In Chapter 8, Dulles does a quick compare-and-contrast of his five models.
First, six points in common across all five models (p. 117):
(1) Revelation is God’s free action, a “turning toward” us of some kind, and a gift more-than-natural.
(2) Revelation communicates truth in some way, truth which is otherwise unknowable by natural reason.
(3) This truth of revelation is spiritually important in some way; it is “for salvation”.
(4) Revelation comes in a finally decisive way in Jesus Christ.
(5) Access to revelation is through the Church proclaiming the biblical message. (Note the very careful phrasing here.)
(6) Revelation demands some sort of response of faith.
I’m always surprised when I get to this point in the book by how much the very different models actually have in common. Nevertheless, it is necessary to include in all six points some qualifier (“in some way, of some kind,” etc.). These qualifiers hide the underlying differences even within the commonalities. Are these differences so great that the common points are effectively meaningless, or is there some shared meaning after all?
To answer, Dulles lists the differences (118):
(a) In each model, revelation has a different form: proposition, history, subjective experience, dialectic, and new awareness. Some of these can overlap, as we’ve said, but some are mutually exclusive.
(b) In each model, revelation has a different content. Again, some are comparable, some exclusive.
(c) What each model means by “for salvation” is very different.
(d) What each model means by “response of faith” is very different.
Now the differences begin to seem overwhelming to the shared points. Dulles investigates further by posing five additional questions, which emphasize the differences (120). I won’t rehearse all the questions, but take #2 as an example: “Does revelation give infallible certitude?” Model 1 (proposition) says definitely yes. Models 2 (history), 3 (experience), and 4 (dialectic) also say yes, but not in a way reducible to propositional statements. The certainty is there, inexpressibly. Model 5 (new awareness) also asserts certainty, but only of a limited kind (is it certainty at all?). On the basis of all these differences, Dulles argues that it is not possible to hold all the models together.
In order to move forward, Dulles is going to introduce a new concept, what he calls symbolic communication. “I shall contend that revelation is given and transmitted by symbolic communication. Symbol, I shall maintain, is a pervasive category that functions… in each of the five models. [It] can be of great value as a dialectical tool for bringing out the strong points and overcoming the weaknesses [of each]…. I am not proposing a sixth model, the “symbolic,” to be played off against the other five. The variety of models has advantages that should not be sacrificed by the adoption of a single model, however apt…. By recourse to symbol as dialectical tool it will be possible, I believe, to enrich and correct the existing models…” (128).
Here he’s making two implicit claims: (1) the category of “symbolic communication” is not a different mode of communication (not a "sixth model"). It is somehow more profound, more basic, than the mode of communication each of the five models selects (proposition, historical event, inner experience, dialectical experience, new awareness). Thus, each of these five modes fits in some way within the category of “symbolic communication,” or in other words, some symbolic communication is proposition, some historical, etc. Each of these five modes is potentially able to serve in God’s communication of saving truth.
(2) Even more, it seems that each of these five modes carries some unique aspect of saving truth without which revelation would be incomplete. Theologically, this is a very bold claim.

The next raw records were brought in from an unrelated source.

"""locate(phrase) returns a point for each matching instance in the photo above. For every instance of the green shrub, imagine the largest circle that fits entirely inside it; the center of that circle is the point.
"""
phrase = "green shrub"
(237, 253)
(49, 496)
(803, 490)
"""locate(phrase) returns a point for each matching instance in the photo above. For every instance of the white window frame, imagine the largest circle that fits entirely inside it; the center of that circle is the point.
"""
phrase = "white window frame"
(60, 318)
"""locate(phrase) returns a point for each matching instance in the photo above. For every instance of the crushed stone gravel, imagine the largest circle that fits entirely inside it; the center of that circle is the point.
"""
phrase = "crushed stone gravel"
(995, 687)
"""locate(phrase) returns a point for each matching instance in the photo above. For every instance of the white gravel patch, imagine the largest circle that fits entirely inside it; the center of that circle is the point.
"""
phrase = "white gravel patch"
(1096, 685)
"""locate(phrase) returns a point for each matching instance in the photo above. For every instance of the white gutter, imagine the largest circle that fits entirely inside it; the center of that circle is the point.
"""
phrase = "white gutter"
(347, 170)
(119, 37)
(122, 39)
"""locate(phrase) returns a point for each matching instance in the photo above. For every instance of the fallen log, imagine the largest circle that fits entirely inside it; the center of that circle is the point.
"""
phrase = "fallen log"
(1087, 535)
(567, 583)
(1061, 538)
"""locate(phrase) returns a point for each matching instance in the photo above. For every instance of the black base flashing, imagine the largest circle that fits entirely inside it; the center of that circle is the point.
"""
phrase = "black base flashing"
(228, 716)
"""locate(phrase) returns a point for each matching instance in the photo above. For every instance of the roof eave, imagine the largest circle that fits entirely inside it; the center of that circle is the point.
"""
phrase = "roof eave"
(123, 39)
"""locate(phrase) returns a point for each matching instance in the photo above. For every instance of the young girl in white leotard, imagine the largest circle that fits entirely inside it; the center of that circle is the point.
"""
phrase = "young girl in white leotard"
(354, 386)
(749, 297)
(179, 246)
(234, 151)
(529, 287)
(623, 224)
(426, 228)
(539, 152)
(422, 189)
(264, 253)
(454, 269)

Can it be shown that his category of “symbolic communication” is at least implicitly grasped as part of the deposit of faith from the beginning? (I.e., if this is a new element in theological discourse, not part of the deposit of faith at all, then that deposit has been incomplete in its reception of revelation until now, which has devastating consequences for the whole idea of “tradition”). We need to be paying attention to see if he can support this claim convincingly.
If he can't support the claim convincingly, then he has to justify including each of the five models individually in his synthesis, rather than the inclusive assertion of "advantage to variety" he asserts above.
This is really getting suspenseful! On to Chapter 9!